The airport has become my school! I could either grumble about spending so much time there or I could embrace it, turn up my ability to notice what is going on around me and learn from it. I choose the latter ... MOST of the time.
While waiting through a 2 1/2 hour flight delay yesterday I witnessed an encounter that I'm going to share with you in hopes that you recognize the power you have to make or break someone's day with every conversation you have. Not every conversation will, BUT any conversation might.
In my hasty packing process (no surprise to those of you that know me well) I forgot to pack headphones. I only have about 6 different pair and how I managed to bring the one purse that doesn't have a pair is beyond me, but ... I found myself with 4 hours to spend in the airport and nothing to listen to music with. Listening to music while I do anything else is what I do.
No worries! The airport has tons of options for purchasing headphones from super cheap to super expensive. For the record, I went for the $29,99 red pair that are surprisingly awesome! As I walked up to the Hudson News stand to check out my options, I saw a woman in a wheel chair waving her hands. I heard yelling. I saw two employees standing behind the counter. One was redfaced and near tears. The other was trying to back as far away as he could from the angry customer and appearing to listen very carefully. As I approached and began to look at my headphone options, I could hear the conversation. The woman in the wheelchair was yelling about several things .... 1) the signage on the blankets was misleading 2) she bought 2 blankets for $20 because it seemed like a good deal 3) she realized she didn't have enough room for the 2nd blanket and brought it back to get her money back 4) the employee that was working could not refund her money 5) she had to wait for a supervisor to come and refund her money and reverse the transaction. "You need to fix this. This is ridiculous. This shouldn't be that hard."
The supervisor listened carefully and then as he reversed the transaction and gave her the money back, he explained that he wished the process were different, but he was following protocol that was set up. He apologized several times. He said he would share her concerns with management. He thanked her for her patience. I thought he handled it brilliantly. The angry customer left still muttering and waving her hands in the air.

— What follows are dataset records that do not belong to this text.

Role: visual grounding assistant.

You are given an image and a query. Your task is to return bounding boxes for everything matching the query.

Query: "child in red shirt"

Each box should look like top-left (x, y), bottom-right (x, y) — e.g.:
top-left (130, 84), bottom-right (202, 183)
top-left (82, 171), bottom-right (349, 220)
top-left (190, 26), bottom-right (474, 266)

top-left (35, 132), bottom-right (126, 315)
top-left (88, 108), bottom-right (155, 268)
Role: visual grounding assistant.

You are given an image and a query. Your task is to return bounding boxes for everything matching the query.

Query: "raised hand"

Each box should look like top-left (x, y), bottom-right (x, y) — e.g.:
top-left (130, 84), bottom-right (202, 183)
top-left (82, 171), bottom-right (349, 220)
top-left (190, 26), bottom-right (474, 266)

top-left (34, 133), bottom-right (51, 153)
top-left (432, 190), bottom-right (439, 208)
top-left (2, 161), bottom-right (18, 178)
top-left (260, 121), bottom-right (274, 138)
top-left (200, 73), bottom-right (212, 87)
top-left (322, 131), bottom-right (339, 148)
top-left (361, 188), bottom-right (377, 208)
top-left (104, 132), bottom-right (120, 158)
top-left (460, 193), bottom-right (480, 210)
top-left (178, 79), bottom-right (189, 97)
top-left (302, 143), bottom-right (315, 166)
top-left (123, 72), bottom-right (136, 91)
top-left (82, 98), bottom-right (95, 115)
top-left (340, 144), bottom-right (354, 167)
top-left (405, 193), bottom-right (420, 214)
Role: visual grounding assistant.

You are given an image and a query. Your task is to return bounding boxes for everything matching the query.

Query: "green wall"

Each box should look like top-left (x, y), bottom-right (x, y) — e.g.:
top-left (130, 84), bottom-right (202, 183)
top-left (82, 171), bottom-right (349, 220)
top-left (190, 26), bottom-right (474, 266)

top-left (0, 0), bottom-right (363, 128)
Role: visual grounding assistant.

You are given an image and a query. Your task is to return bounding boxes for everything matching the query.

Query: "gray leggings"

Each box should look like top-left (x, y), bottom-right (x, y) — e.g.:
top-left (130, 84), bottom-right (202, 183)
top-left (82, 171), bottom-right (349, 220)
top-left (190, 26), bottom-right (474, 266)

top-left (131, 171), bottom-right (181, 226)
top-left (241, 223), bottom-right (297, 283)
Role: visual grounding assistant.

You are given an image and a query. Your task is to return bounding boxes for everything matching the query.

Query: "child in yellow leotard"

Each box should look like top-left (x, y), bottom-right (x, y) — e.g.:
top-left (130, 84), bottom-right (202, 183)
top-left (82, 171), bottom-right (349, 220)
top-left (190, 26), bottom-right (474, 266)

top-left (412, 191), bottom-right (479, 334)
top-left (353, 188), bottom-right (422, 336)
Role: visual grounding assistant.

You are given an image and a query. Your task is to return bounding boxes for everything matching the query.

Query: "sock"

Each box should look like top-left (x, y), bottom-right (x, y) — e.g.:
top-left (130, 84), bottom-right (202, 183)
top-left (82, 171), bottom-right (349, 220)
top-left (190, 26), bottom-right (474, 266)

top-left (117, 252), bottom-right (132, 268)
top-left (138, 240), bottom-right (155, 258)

Meanwhile, the other employee looked like she wanted to cry. She turned to me and said "I'm so sorry that you had to wait. Can I help you?" I said "Yes, you can help me by letting go of what that customer just did and how it made you feel. You did what you were asked to do. You were pleasant. She will get over it and so will you." She smiled and said thank you. Her supervisor said "I wish that weren't the way things were. I didn't know what else to say or do. Now she is very angry with me." I smiled at him and said "You are not the cause of her anger. This situation may have been the straw that broke the camel's back, but you can't take responsibility for making her angry. I watched it all and thought you handled it as well as you could. Some people are just not in a good place and some of us get in their way."
I bought my headphones. They both said over and over how grateful they were that I was their next customer and that they were going to have a better day because I was there.
This story isn't about how wonderful I am. It's about how we all have a choice many times a day. I felt so badly watching this woman's anger make these two people feel so badly - the one employee was completely speechless and embarrassed. There was simply no need to handle the situation the way she did. How would it have looked if she had been kind about the return? How would it have looked if she had taken responsibility to ask more questions in the purchasing process or thought about her packing space before making the purchase? My guess is that she was pretty ticked off at herself for what she did, but it's so much easier to lash out at someone else instead of taking responsibility ourselves and handling the situation with kindness.
Lesson for the day ... no matter where your head or heart is at in the moment, try to be kind. We each have a powerful impact on those around us and our choice can make a big difference in their day!